The film centers on Henry Brogan (Smith) who’s an assassin for the Defense Intelligence Agency who knows he’s getting rusty, so he decides to retire. However, when he stumbles upon a file spiked with bad intel, he becomes a target for the DIA and its defense contractor partner Clay Verris (Clive Owen), who runs the paramilitary organization Gemini. Henry soon goes on the run with burned neophyte DIA agent Danny (Mary Elizabeth Winstead), and after they easily dispatch a bunch DIA goons, Clay convinces the DIA to send in “Junior” (also Smith), a clone of Brogan whose twenty-five years younger and is supposed to have all of Henry’s strengths with none of his weaknesses.

The core question that Gemini Man just can’t seem to answer is why it bothers with an expensive CGI double of Smith rather than just finding a younger actor and applying old-age make-up. We’ve seen the old-vs-young thing before, but it was always narratively justified (i.e. Jeff Bridges in TRON: Legacy). But there’s no good reason to make a younger Will Smith other than to play around with some tech tools, and that weak excuse seems to be the driving force behind the entire existence of Gemini Man. Which is a shame because there are a couple of interesting ideas that the film could play with. From the likes of regret and legacy to a father-son relationship that had the potential of a rich dynamic, Gemini Man instead discards all of that and always goes for the simplest route possible. The movie is so concerned with just pushing the plot forward that it neglects character, and the plot is rote and extensively predictable. It feels like it came from the 90s, and that’s probably because it did since the screenplay has been kicking around since 1997 when its story beats would have felt remotely fresh.
Watching Gemini Man, it becomes tough to believe that it’s from the same filmmaker who delivered such care and delicacy to his characters and their stories in movies like The Ice Storm, Brokeback Mountain and Crouching Tiger, Hidden Dragon. Gemini Man‘s only concern seems to be with its digital character, and that digital character only works intermittently. (I feel it’s also important to say that the film was shot in 120fps and 3D, none of which I saw it in. So I can’t help but wonder if the film would look better in the higher frame rate, but Paramount didn’t deem this presentation essential to a wide audience, so instead we’re left with a movie that’s largely kind of an eyesore.) The visual gimmick often feels more distracting than necessary. There are charitable explanations for the uncanny-valley effect of Smith 2.0; maybe your younger clone should look a little off. But it remains an empty, distancing stunt, and not a particularly moving one. No matter how many tears Smith sheds, he and Lee never transform this baby hitman into a plausible sci-fi conceit, let alone invest him with a soul. Silly, bland and left stale by its shopworn central theme, Gemini Man is sunken by its extraordinarily vapid script to the point that it slowly just becomes Ang Lee messing around on a tech demo.
Grade: C-
One Cut of the Dead
It’s not saying very much to declare Shinichirou Ueda’s directorial debut the best zombie comedy since Shaun of the Dead. The decomposing sub-genre has been in desperate need of fresh brains ever since Edgar Wright brought it back to life. Enter One Cut of the Dead, a micro-budget, high-concept work that not only matches the best of its predecessors, but strongly articulates why people are drawn to the genre in the first place.

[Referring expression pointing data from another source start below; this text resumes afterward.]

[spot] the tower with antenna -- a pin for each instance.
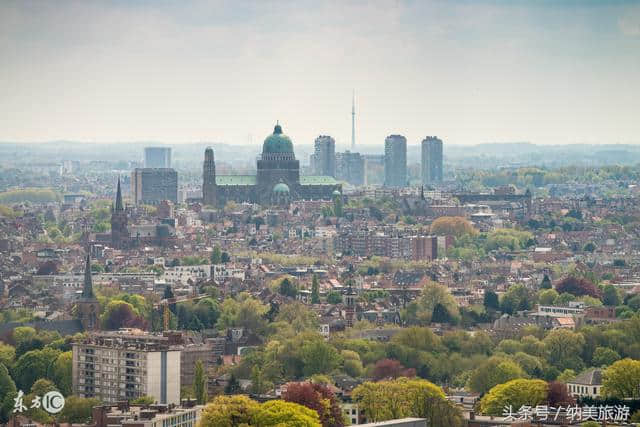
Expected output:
(353, 121)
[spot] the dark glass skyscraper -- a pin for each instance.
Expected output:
(395, 161)
(431, 160)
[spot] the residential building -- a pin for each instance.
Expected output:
(125, 365)
(157, 157)
(395, 161)
(431, 160)
(152, 186)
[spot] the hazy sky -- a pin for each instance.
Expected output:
(556, 71)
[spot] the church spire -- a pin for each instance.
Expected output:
(87, 289)
(119, 207)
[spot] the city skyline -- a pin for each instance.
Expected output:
(212, 71)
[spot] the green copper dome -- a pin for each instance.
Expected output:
(281, 187)
(277, 142)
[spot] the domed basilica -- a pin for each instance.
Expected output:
(277, 182)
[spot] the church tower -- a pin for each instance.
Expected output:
(119, 231)
(87, 306)
(209, 193)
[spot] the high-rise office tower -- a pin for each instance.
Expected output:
(209, 178)
(395, 161)
(350, 168)
(150, 186)
(157, 157)
(323, 160)
(431, 160)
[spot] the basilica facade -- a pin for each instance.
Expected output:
(277, 181)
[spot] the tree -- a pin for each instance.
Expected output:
(216, 255)
(287, 288)
(243, 311)
(547, 297)
(491, 301)
(200, 383)
(319, 398)
(440, 314)
(229, 411)
(61, 372)
(315, 290)
(558, 395)
(121, 314)
(282, 413)
(334, 297)
(391, 369)
(144, 400)
(452, 226)
(493, 371)
(563, 348)
(7, 391)
(33, 365)
(7, 354)
(233, 386)
(400, 398)
(319, 357)
(610, 296)
(604, 356)
(578, 287)
(621, 379)
(514, 393)
(420, 311)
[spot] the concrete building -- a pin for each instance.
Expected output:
(151, 186)
(125, 365)
(431, 160)
(323, 160)
(395, 161)
(157, 157)
(350, 168)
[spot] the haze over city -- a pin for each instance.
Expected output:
(469, 71)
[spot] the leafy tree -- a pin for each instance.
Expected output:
(243, 311)
(563, 348)
(33, 365)
(334, 297)
(558, 395)
(287, 288)
(319, 357)
(216, 255)
(121, 314)
(491, 301)
(7, 391)
(233, 386)
(452, 226)
(440, 314)
(282, 413)
(319, 398)
(229, 411)
(548, 297)
(514, 393)
(315, 290)
(621, 379)
(420, 311)
(386, 400)
(604, 356)
(493, 371)
(610, 296)
(61, 372)
(144, 400)
(578, 286)
(391, 369)
(7, 354)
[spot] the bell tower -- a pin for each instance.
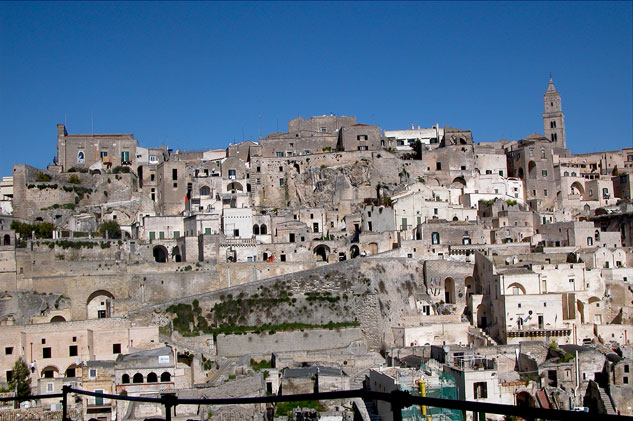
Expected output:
(553, 117)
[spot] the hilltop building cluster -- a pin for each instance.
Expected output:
(336, 255)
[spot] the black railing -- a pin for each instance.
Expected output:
(398, 400)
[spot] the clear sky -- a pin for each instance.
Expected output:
(200, 75)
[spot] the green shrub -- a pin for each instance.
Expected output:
(113, 229)
(120, 169)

Ueda’s self-reflexive delight honors and humiliates zombie cinema in equal measure. The fun begins with a virtuosic but strangely casual thirty-seven-minute long-take that messes with your expectations from start to finish. With the film soon backtracking to show you what was happening behind the scenes of all the weird errors and bad performances, a clever structural trick that gives goofy jokes added depth by essentially putting punchline ahead of setup.

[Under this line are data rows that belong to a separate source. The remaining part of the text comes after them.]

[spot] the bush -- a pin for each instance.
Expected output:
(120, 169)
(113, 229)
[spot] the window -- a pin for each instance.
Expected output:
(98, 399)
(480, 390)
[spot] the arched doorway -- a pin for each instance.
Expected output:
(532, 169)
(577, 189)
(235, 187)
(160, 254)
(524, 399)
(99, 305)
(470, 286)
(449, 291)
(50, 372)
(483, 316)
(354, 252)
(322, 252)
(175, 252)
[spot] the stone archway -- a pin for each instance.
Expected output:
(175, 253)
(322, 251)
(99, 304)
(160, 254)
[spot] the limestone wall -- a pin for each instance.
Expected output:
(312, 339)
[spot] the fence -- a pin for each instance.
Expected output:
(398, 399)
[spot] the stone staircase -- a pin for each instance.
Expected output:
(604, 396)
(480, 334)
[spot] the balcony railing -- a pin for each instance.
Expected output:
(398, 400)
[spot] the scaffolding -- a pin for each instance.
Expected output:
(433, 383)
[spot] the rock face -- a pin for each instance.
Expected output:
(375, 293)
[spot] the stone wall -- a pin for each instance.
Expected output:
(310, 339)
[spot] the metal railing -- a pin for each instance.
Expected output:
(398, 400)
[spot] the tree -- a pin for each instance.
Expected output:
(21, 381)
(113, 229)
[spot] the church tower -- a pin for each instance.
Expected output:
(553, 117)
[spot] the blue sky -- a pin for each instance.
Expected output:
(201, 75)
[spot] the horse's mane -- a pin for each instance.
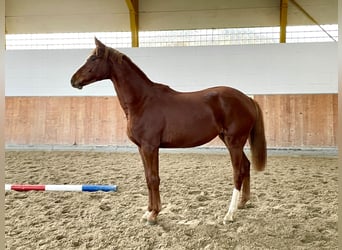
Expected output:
(116, 56)
(113, 55)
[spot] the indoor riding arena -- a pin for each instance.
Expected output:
(82, 169)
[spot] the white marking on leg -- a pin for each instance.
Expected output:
(232, 207)
(145, 216)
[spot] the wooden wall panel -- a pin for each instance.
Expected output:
(300, 120)
(290, 121)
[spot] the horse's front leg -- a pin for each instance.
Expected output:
(150, 160)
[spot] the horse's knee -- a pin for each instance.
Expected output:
(153, 181)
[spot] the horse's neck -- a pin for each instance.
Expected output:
(131, 85)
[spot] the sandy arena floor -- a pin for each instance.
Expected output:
(293, 203)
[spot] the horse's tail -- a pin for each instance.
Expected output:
(257, 141)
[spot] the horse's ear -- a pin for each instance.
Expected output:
(98, 43)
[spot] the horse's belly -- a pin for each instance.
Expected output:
(182, 134)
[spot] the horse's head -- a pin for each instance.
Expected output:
(96, 68)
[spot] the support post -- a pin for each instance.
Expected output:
(283, 20)
(133, 7)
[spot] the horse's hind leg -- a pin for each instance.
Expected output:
(150, 158)
(245, 168)
(241, 167)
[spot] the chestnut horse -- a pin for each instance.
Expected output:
(160, 117)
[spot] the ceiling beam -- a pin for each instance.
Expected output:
(283, 20)
(311, 18)
(133, 7)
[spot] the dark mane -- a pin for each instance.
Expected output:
(116, 56)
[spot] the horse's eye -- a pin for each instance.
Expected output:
(92, 58)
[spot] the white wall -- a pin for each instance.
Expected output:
(53, 16)
(254, 69)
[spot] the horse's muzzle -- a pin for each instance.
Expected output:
(75, 83)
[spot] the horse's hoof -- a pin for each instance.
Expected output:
(242, 204)
(151, 222)
(228, 218)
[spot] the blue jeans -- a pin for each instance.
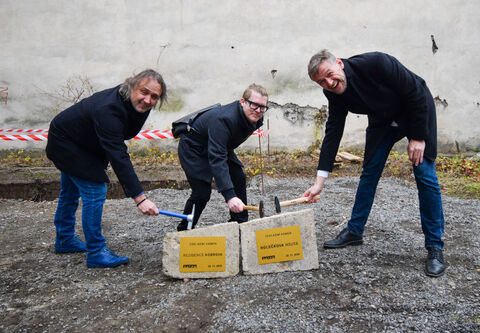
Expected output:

One Cut of the Dead is a film that’s safe to say is best seen going in knowing nothing. So I won’t say much more (plot wise). For the most part, the film is so heartfelt and at times hilarious that it kind of helps balance the contrivances that hold it all together. And the film’s middle section does start to get sluggish, but it’s all ultimately brought back to life again. Running on scrappy, DIY energy, One Cut of the Dead delivers a refreshing take on the zombie genre and finds a lane to becoming an ode to the chaos and compromises of filmmaking.